/keyword_i2x

Generates the most important key-phrase/key-words from a document based on a corpus

Primary LanguageJupyter NotebookMIT LicenseMIT

keyword_i2x

Built this package as a toy challenge to do the following:

1 - Compute the most important key-words (a key-word can be between 1-3 words)

2 - Choose the top n words from the previously generated list.

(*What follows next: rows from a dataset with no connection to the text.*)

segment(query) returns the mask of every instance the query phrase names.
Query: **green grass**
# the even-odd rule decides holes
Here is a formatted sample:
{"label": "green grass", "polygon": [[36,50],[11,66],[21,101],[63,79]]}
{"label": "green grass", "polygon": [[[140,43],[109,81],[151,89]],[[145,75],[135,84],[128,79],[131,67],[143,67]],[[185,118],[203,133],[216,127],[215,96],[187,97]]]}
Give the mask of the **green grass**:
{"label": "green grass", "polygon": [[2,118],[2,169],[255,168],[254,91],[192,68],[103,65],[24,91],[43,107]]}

Compare these key- words with all the words occurring in all of the transcripts.

3 - Generate a score (rank) for these top n words based on analysed transcripts.

What this package does:

1 - Generates the keywords (from 1-3 words in length) from a document based, based on the RAKE algorithm

2 - Generate vector representations of all key words and words in a test corpus, using Word2Vec.

Note: For comparison, we compute paragraph and/or document vector representations from the test corpus. 
We want to find a way to measure the 'similarity' of each keyword to each test document; as opposed to doing a keyword-to-word comparison,
it makes more sense to do a keyword-to-paragraph or keyword-to-document comparison! Details of the paragraph or document to vector conversion will be explained below.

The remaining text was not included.